Apesar da expansão dos canais digitais, a preferência pelo contato humano permanece predominante. A pesquisa indica que 22,6% não têm preferência, mas a maioria ainda valoriza o atendimento direto, sobretudo em situações mais complexas.

Canais mais utilizados

Entre os meios de atendimento, o WhatsApp lidera com 83,8% de preferência, seguido por e-mail (54,4%) e Instagram (53,4%).
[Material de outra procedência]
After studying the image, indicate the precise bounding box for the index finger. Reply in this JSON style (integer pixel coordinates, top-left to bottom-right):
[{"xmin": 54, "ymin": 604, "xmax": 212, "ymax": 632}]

O chat em sites aparece com 45,2%, mostrando que o consumidor espera diversidade de canais para buscar suporte.

A qualidade da estrutura digital também influencia a experiência. Para 65,8% dos entrevistados, é essencial que os sites sejam estáveis e sem falhas. Outros 60,6% destacam a importância da adaptação para dispositivos móveis, enquanto 48,6% valorizam a segurança dos dados.

Relatos de consumidores

Na prática, os problemas relatados se repetem. A analista administrativa Mariana Souza afirma ter passado mais de uma hora tentando cancelar uma assinatura na Netflix, sem sucesso. Segundo ela, o sistema oferecia apenas respostas prontas que não resolviam a demanda.

O motorista Carlos Henrique Alves relata dificuldade semelhante ao tentar contestar uma cobrança na Claro. Ele diz que não conseguiu falar com um atendente humano após percorrer diversas opções no sistema automatizado.

Já a estudante Juliana Ribeiro enfrentou obstáculos ao tentar trocar um produto comprado na Amazon. Ela afirma que o problema só foi resolvido quando conseguiu atendimento humano, após um processo considerado desgastante.

O que diz a legislação

Do ponto de vista legal, o consumidor tem garantias. O Procon Carioca informa que a legislação exige atendimento eficiente, acessível e resolutivo, com canais gratuitos e possibilidade de cancelamento e registro de reclamações.

As normas também determinam que não pode haver barreiras excessivas ou dificuldades para acessar soluções. Empresas devem fornecer protocolos de atendimento e garantir tempo razoável de resposta.

Segundo o órgão, o descumprimento pode resultar em sanções administrativas, como multas. A orientação é que consumidores guardem registros e formalizem reclamações sempre que necessário.

Uso de tecnologia sob monitoramento

No âmbito federal, a Secretaria Nacional do Consumidor acompanha o avanço da inteligência artificial no atendimento. O órgão aponta que, embora ainda não haja dados específicos sobre o impacto direto da IA, problemas como dificuldade de acesso a humanos e baixa resolutividade já aparecem em diversas queixas.

A secretaria ressalta que o uso da tecnologia deve respeitar direitos básicos, como transparência e solução efetiva das demandas. Também alerta que a automação pode se tornar um obstáculo quando impede o consumidor de resolver questões como cancelamentos ou revisão de cobranças.

Limites da automação

Testes realizados em canais digitais mostram resultados distintos. Em um caso, o atendimento da Vivo exigiu cerca de 18 minutos até a transferência para um atendente humano, após várias etapas automatizadas. A empresa informou que oferece opções digitais e humanas em seus canais.

Já no atendimento dos Correios, um sistema automatizado conseguiu fornecer informações de rastreamento em cerca de três minutos, sem necessidade de intervenção humana.

Os resultados indicam que, embora eficiente para demandas simples, a inteligência artificial ainda apresenta limitações em situações mais complexas, especialmente quando o consumidor precisa sair de fluxos pré-definidos.